Wood played ice hockey, lacrosse and soccer, but is most notable for his curling achievements. In soccer, he helped Winnipeg Scottish FC win the Connaught Cup in 1915

One of Wood's most notable feats is participating in 71 straight Manitoba Curling Association Bonspiels (1908–1978), setting a Guinness World Record. He won the tournament eight of those 71 times. Wood won his first Brier in 1930, skipping the Manitoba rink which consisted of his brothers Vic (at second) and Lionel (at lead) and third Jim Congalton. The team finished the round robin at a 7–2 record, tied with Alberta. They defeated Alberta, skipped by Bob Munro in the final to claim the Brier.

Wood would win another Brier in 1932, throwing third stones for Congalton.

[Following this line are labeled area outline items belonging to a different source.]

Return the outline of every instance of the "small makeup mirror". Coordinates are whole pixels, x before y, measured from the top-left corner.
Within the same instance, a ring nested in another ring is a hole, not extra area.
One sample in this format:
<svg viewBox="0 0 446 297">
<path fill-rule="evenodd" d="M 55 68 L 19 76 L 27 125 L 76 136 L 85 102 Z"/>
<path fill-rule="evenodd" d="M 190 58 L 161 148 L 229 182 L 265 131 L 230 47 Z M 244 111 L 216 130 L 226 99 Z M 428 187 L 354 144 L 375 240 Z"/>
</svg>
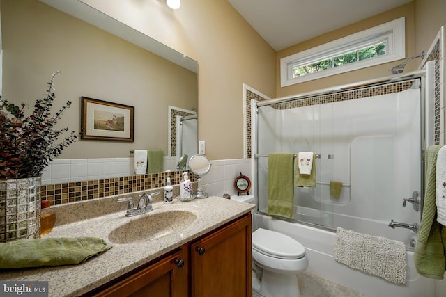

Once again, the team finished tied for first with Alberta after the round robin. Once again, Manitoba prevailed, this time defeating Art Hallonquist's rink.

Wood won his final Brier in 1940, skipping the rink consisting of third Ernie Pollard, his son at second, Howie Wood, Jr., and lead Roy Enman. They finished the round robin undefeated, giving Wood his third Brier trophy, the first person to do so.

Wood would have skipped in his last Brier in 1945, but it was cancelled due to World War II.

Wood is a member of the Canadian Sports Hall of Fame, the Manitoba Sports Hall of Fame and the Canadian Curling Hall of Fame.